The wool for these cost me £25.06 from local online yarnery The Wool Warehouse, plus they took a couple of evenings to make, BUT I got three of a similar, useful size out of this, rather than three odd sizes that might have proved too big or small for purpose.

CIMG9279I have enough yarn left for at least one more basket, should I need it. I made the lining and handles from my stash – bits left over from the book sling, in fact, with the fab dinosaur pattern. I can’t resist a dinosaur!

I used two strands of Stylecraft Special chunky held together in Lipstick, Camel*, Lemon, Meadow, Aster, Royal and Lavender. I would have like to use Patons Fab Big, as my practice rounds had shown that this created a lovely, firm structure, but they didn’t have the colours I was looking for – in fact, I was surprised how difficult it proved to get hold of brightly coloured  super chunky wools. Most seem to be quite neutral, tweedy colours – perfect for blankets or cowls, but no fun at all for a baby’s room!

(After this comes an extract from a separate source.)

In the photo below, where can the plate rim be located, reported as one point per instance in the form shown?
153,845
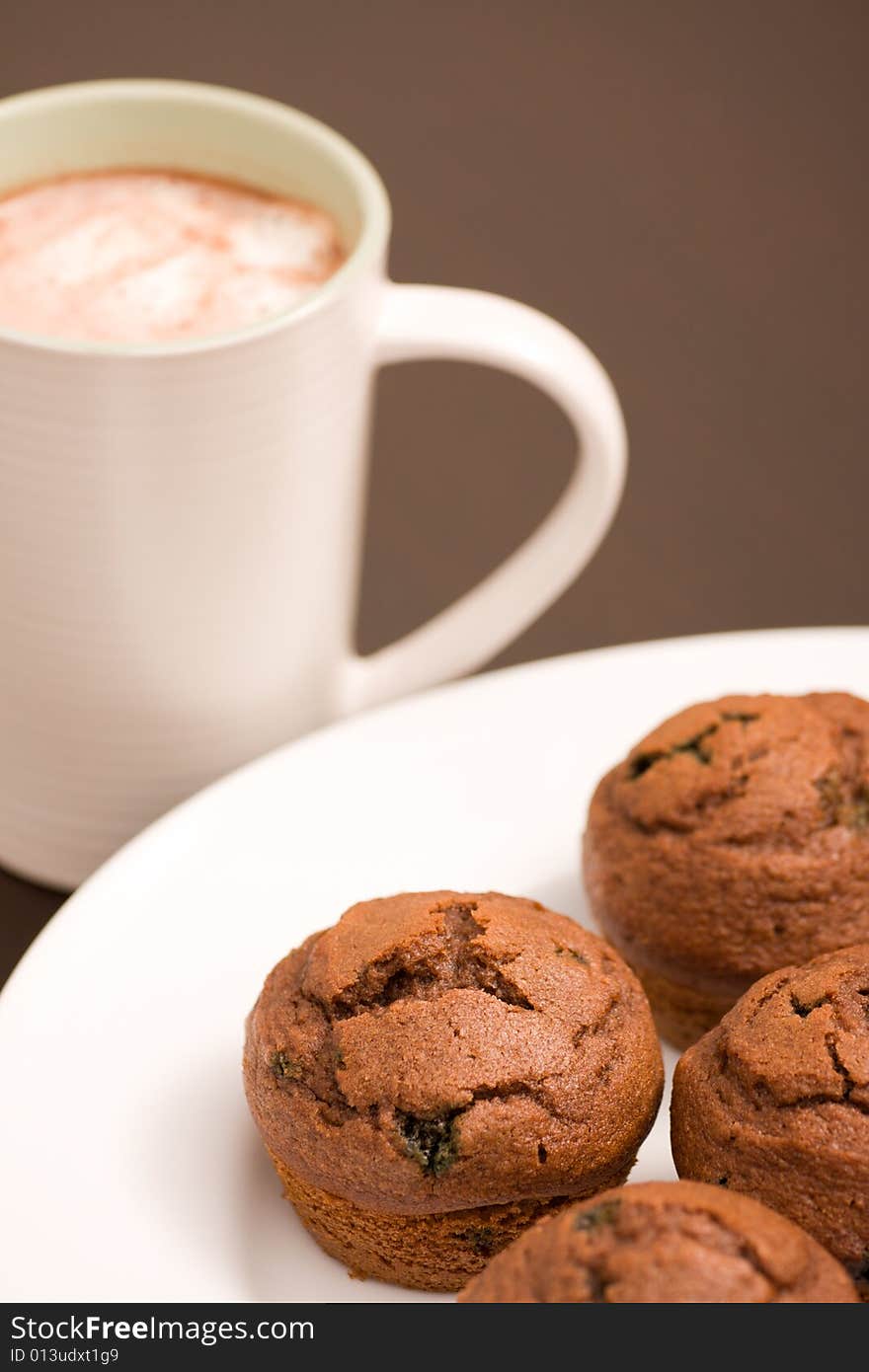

CIMG9278I think these would be a great way to turn old t-shirts-turned-yarn into storage for the kids – perhaps a good use for some of those threadbare fitted jersey cot sheets? And plarn versions would be really great for storing outdoor water-play or sand box toys in the shed, or even for sorting the recycling…

Not worth £45, perhaps, but most certainly worth the effort!

*The camel, was actually a bit too beigey for the rainbow, so I swapped in some coral merino dk I had left from a previous project, holding 4 strands instead of 2.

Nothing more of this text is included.